Namun, terlepas dari semua ini, Rumi mungkin masih menggunakan Twitter, bukan untuk menjadi viral, melainkan untuk menemui para pencari di mana pun mereka berada. Lagipula, ia adalah seorang guru, dan guru yang baik memahami bahasa zamannya.
Ia mungkin mencuit, tetapi kemudian meminta kita untuk menutup ponsel pintar kita. Ia mungkin mengutip puisi-puisinya sendiri, tetapi kemudian menantang kita untuk menghayati kata-katanya. Ia mungkin berbisik, bahkan di tengah dunia yang berisik:
“Keheningan adalah bahasa Tuhan, yang lainnya hanyalah terjemahan yang buruk.”

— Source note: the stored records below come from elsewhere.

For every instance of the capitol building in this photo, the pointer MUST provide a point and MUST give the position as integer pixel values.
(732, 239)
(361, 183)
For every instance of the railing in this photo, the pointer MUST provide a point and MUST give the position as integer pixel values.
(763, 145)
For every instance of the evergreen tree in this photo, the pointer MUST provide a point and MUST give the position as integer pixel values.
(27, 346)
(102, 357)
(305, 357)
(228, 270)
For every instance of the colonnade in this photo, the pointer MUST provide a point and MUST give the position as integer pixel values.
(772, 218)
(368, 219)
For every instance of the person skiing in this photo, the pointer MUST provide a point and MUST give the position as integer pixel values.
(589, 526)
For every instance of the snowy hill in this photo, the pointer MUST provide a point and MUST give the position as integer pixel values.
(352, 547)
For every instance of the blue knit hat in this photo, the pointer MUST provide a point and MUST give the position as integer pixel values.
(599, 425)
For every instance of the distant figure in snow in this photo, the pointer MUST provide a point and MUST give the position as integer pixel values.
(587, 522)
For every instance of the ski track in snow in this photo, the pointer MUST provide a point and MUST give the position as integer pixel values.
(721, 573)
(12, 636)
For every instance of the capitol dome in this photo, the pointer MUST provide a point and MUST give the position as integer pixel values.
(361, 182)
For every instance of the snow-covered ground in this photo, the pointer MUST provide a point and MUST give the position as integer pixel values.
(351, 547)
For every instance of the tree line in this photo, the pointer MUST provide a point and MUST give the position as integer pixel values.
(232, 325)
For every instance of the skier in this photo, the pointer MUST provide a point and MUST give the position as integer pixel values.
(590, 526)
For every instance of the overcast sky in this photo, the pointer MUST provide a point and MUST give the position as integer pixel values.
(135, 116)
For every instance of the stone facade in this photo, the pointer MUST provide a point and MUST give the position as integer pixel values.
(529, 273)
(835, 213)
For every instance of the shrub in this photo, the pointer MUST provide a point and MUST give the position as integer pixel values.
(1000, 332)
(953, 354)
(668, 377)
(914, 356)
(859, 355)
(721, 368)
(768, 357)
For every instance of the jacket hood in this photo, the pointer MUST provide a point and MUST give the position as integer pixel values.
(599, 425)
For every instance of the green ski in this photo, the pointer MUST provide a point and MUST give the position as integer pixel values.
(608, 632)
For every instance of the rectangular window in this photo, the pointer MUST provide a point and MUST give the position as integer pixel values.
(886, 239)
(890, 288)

Tantangannya bukanlah apakah kita bisa mengakses suara-suara spiritual daring. Tentu kita bisa. Pertanyaannya adalah bisakah kita mendengarkannya dengan saksama? Bisakah kita menahan keinginan untuk melewatkannya, untuk menikmatinya seperti permen digital? Bisakah kita duduk dengan sebaris puisi hingga menjadi bagian dari doa kita?
Sekali lagi, bagaimana jika Rumi ada di Twitter? Mungkin ia akan lebih jarang mengunggah dan lebih banyak bermeditasi. Mungkin ia akan lebih jarang me-retweet dan lebih banyak berzikir. Mungkin, mungkin saja, ia akan mengingatkan kita bahwa Tuhan tidak ada dalam algoritma, melainkan di suatu tempat di ruang-ruang yang sering kita lewati.
Di dunia yang tenggelam dalam informasi, mungkin tindakan paling radikal adalah keheningan. Bukan pertunjukan, bukan estetika, melainkan berserah diri. Seperti yang dilakukan Rumi, bukan dengan ring light, melainkan dengan hati yang berapi-api.
Jadi, jika lain kali kita menemukan aforisme Rumi di linimasa medsos kita, mari berhenti sejenak. Jangan hanya “menyukainya”, melainkan buatlah aforisme itu menghancurkan kita. Dan mungkin—mungkin saja—di antara tagar dan tautan, kita dapat mendengar sesuatu yang menghunjam: “Kau bukan setetes air di lautan,” celetuk Rumi, “kau adalah seluruh lautan, dalam setetes air.”